How to distinguish between Aerobic and Anaerobic Bacteria In microbiology and biology experiments, obligate aerobic bacteria can be isolated easily by culturing a mass of bacterial strains in a liquid medium. Since they are oxygen-needing organisms, they tend to collect in the top surface of the liquid medium, so as to absorb the maximum oxygen available to them.
Examples of Aerobic Bacteria
Studying the characteristic features and importance of bacteria is a major part of bacteriology. Mentioned below are some examples of aerobic bacteria and their characteristic features:
The genus Bacillus encompasses both obligate and facultative types of bacterial species. They include free living or pathogenic strains. For example, B. subtilis is a free-living soil bacterium, while B. anthrax infection causes anthrax disease. Ubiquitous in habit and having a large-sized genome, various species of Bacillus are commercially used for enzyme production and genetic researches.
As the name suggests, it is a species of pathogenic bacteria that cause tuberculosis. It is a rod shaped, obligate aerobic bacteria, characterized by the presence of a waxy layer on the wall. Being an oxygen-needing species, M. tuberculosis infects the lungs of mammalians, where oxygen is present in very high amounts. It divides at a very slow rate, after about 15 hours of infection.
Rod-shaped and gram positive type, the genus nocardia comprises more than 80 species. Out of these, some are capable of causing health conditions, while others are non-pathogenic. The disease caused by infection of nocardia is called nocardiosis, affecting only the lungs or the whole body. Usually, nocardia thrives in the oral cavity, mostly in the gums and periodontal pockets.
Lactobacillus is not a true aerobic bacteria, but it is included in the facultative type. You might have already heard about the application of this bacterium in curdling and fermentation of food items. It is normally found in the oral cavity and intestines without causing any symptoms. Rather, some Lactobacillus species are beneficial for health and classified as probiotic flora.

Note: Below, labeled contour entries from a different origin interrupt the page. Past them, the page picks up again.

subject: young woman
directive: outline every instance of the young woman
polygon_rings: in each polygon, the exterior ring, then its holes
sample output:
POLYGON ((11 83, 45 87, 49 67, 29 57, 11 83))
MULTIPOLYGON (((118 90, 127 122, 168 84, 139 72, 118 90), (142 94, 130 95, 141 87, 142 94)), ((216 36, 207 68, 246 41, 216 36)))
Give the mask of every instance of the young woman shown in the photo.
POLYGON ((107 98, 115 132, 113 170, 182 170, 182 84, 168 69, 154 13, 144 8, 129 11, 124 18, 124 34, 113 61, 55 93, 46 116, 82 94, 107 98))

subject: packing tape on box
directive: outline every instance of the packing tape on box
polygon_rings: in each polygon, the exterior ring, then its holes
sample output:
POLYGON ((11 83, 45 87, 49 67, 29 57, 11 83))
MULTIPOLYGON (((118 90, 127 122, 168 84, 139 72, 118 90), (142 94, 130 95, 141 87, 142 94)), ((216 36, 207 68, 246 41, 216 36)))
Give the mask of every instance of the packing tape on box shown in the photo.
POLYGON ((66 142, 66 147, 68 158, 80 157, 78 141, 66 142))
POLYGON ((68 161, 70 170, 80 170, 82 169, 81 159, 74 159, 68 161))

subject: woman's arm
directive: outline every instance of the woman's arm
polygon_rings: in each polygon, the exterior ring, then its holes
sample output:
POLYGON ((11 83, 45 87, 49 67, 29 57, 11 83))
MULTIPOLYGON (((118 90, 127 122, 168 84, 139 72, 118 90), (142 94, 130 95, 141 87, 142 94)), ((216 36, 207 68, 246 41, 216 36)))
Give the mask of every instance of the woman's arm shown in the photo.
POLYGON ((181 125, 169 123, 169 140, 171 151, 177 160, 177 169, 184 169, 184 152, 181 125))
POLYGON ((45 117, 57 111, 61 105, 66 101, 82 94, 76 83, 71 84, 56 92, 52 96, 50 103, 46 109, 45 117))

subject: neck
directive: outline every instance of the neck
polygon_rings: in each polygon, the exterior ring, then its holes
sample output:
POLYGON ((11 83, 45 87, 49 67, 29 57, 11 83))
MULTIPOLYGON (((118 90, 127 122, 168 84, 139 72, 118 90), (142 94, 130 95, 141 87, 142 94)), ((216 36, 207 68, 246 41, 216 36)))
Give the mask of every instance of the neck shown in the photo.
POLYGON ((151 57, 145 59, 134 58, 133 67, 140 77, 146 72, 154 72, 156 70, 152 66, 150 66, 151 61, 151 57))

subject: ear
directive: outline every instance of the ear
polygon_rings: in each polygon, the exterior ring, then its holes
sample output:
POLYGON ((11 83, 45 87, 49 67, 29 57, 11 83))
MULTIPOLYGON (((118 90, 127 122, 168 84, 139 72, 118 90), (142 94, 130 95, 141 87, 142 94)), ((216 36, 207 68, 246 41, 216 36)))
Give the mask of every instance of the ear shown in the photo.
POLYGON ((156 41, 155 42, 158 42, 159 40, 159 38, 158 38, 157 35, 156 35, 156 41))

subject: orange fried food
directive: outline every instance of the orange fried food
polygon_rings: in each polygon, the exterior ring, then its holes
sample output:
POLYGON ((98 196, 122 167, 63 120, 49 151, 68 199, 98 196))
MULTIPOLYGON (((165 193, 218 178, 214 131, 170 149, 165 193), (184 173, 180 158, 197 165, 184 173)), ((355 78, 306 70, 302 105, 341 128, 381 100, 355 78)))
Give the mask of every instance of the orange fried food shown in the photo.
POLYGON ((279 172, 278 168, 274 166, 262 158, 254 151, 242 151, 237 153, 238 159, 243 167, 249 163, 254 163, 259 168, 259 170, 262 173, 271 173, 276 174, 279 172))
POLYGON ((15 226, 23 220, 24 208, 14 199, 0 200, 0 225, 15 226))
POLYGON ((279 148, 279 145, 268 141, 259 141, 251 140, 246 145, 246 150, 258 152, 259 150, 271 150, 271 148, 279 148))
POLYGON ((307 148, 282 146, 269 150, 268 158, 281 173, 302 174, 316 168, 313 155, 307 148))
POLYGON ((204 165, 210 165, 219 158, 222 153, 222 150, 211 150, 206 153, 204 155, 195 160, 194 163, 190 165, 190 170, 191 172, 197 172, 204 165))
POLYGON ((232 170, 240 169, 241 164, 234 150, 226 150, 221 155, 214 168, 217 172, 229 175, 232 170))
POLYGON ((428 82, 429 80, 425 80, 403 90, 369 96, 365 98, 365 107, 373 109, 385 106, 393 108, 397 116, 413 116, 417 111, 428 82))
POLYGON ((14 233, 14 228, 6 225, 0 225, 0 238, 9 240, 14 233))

Pseudomonas Aeruginosa is an gram-negative, rod shaped, obligate bacterium that causes diseases in humans and animals. It attacks people with a weak immune system. It is found everywhere in the environment. Infections caused by this bacterium are characterized by inflammations. If this infection occurs in the lungs or other vital organs, it can prove to be fatal. Diseases caused by it are pneumonia, urinary tract infections, and gastrointestinal infections. In addition to the above-mentioned strains, the list of aerobic bacteria includes Staphylococcus (facultative) and Enterobacteriacae species (facultative) among others. The major roles of aerobic bacteria include recycling of nutrients, decomposing waste products, and assisting in plant nutrient absorption. As they play a crucial role in the efficient working of septic systems, aerobic bacteria generators used in tanks. Bacteria from the generator aid in digesting harmful gases, foul odor, and help with other waste digesting problems.